Blythe even eventually ended up acting in the film, playing the clergyman of the local church where the main funeral, an event centred on throughout the film, takes place. Cameraman Ivan Strasburg had began his career a few years before Akenfield, chiefly with documentary work.

In pictures: on location on Peter Hall’s rural time-collage

Its key feature was the mixing of ethnographic documentary with the raw emotional content of tough rural livelihoods lived by several generations of Suffolk farmers. A summer breeze can turn to a winter chill in the merest and subtlest of cuts and edits, but the key element brought over from Blythe’s work is the difficulty of agricultural work (of both arable and pastoral forms) no matter what the season or weather is like.Blythe himself wrote an initial treatment of the book though it would take a number of years and the help of producer Rex Pyke to solidify the project financially. To reflect the documentary precision of Blythe’s book, Hall worked largely with genuine Suffolk residents and non-actors for almost every role in the film. Akenfield was his third book and instantly channelled his admiration for the region but also for the workers of the Suffolk furrows and the very landscape itself. Tuddenham, who was also native of Suffolk, is perhaps better known for another voice role, playing the part of Zen the spaceship in the TV series, Blake’s 7 (1978-81). Though almost cascading at times in its slips in time, Hall also brings a seasonal cyclic quality to his drama, showing the landscape at differing heights of the year.

Filmed across nine months in the fields of Suffolk, Peter Hall’s beautiful 1974 film Akenfield has drawn comparisons to Tarkovsky’s Mirror for its poetic use of time and the countryside.
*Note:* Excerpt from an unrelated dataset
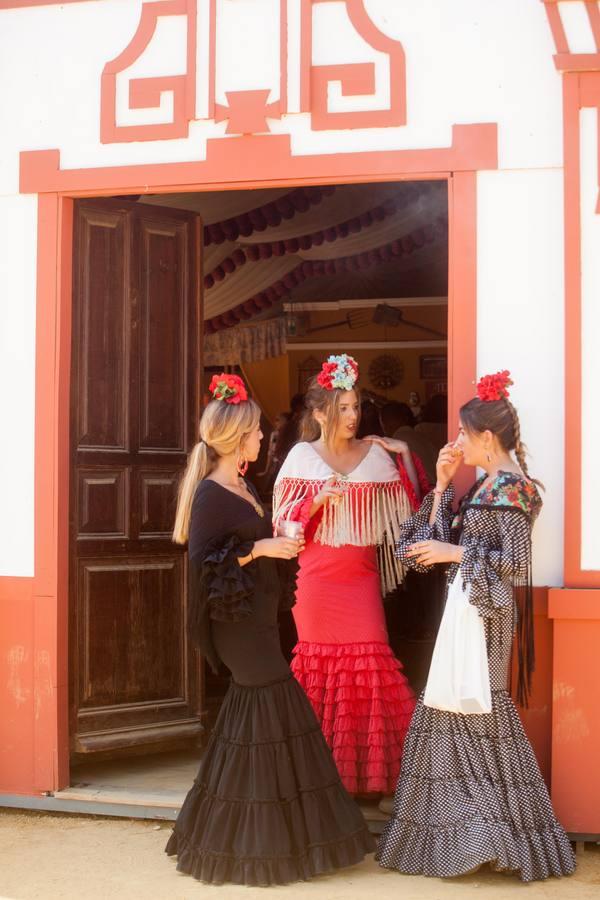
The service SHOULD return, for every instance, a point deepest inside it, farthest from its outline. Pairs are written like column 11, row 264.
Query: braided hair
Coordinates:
column 501, row 418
Though the film is ambiguous as to whether Tom eventually escapes, the old story of his grandfather walking 40 miles to find (and fail to get) a job plagues Tom: would he be as stuck as his grandfather eventually was?Blythe’s work also had a similar Suffolk peer in the form of ethnographer George Ewart-Evans and his book The Pattern under the Plough (1966).
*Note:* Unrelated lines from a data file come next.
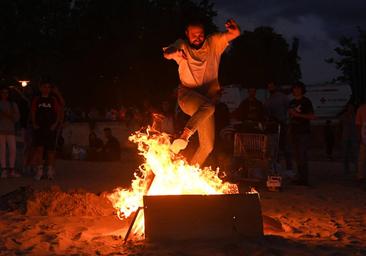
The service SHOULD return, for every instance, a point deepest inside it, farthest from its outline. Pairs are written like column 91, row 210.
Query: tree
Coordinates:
column 260, row 56
column 351, row 62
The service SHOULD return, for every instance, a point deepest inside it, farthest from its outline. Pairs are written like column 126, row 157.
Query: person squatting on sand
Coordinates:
column 198, row 59
column 46, row 117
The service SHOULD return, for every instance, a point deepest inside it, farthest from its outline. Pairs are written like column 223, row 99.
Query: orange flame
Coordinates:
column 173, row 176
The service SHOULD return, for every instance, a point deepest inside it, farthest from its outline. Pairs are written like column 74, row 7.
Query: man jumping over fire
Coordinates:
column 198, row 59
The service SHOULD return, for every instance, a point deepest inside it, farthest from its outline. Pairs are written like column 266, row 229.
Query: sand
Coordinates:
column 327, row 219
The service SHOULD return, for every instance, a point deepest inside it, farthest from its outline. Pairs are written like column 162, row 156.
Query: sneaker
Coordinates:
column 39, row 173
column 178, row 145
column 4, row 174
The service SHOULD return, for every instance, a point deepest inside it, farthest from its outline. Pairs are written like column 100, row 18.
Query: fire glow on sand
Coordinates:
column 173, row 176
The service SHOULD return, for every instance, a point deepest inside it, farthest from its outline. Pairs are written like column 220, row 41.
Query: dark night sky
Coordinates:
column 318, row 24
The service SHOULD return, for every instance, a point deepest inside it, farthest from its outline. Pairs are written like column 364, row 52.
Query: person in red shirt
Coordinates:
column 46, row 117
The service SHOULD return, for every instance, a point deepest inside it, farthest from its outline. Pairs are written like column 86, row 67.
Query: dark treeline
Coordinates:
column 110, row 52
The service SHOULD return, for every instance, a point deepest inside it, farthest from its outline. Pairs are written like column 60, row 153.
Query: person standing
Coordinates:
column 46, row 117
column 277, row 109
column 9, row 115
column 198, row 60
column 301, row 112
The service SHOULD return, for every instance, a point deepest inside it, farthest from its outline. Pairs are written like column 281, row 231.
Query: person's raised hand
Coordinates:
column 231, row 24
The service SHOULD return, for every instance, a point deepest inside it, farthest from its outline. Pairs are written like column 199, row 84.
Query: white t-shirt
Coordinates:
column 202, row 65
column 361, row 121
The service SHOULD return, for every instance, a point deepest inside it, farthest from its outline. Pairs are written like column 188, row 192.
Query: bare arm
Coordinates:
column 232, row 30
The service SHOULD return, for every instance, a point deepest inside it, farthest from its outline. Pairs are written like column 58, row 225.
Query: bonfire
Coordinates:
column 163, row 173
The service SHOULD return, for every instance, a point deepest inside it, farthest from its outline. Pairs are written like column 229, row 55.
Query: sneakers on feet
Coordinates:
column 178, row 145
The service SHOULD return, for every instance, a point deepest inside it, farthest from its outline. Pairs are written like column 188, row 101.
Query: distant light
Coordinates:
column 24, row 83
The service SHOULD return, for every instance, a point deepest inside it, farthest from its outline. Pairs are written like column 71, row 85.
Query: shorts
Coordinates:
column 45, row 138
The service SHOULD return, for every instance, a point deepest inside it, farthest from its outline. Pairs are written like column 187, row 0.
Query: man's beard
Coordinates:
column 196, row 47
Shand gives a remarkable performance of three generations of men, owing in some part to Hall’s work with him and the other actors on improvisation techniques brought over from the theatre. Akenfield and Requiem for a Village pair well in the same way that Blythe’s and Ewart-Evans’ books complement each other as they explore the idiosyncrasies and natural drama surrounding belief, work and magic(k) in the rural Suffolk communities. Pinter himself would sit in on a cut of Akenfield to help with advice on the film’s various dubbing.Being great admirers of each other’s work, Blythe and Hall collaborated closely on adapting Akenfield into a film. Much of the film’s intergenerational narratives focus on the grounds of the church: for Tom’s grandfather’s funeral and for various baptisms, weddings and sermons. The main professional actors used were comedian Stanley Baxter, who plays the village blacksmith, and Peter Tuddenham, who voices the film as old Tom. Hall is clearly taking great delight in exploring the copse-ways of East Anglia whose openness is the total opposite to Pinter’s closed heterotopia.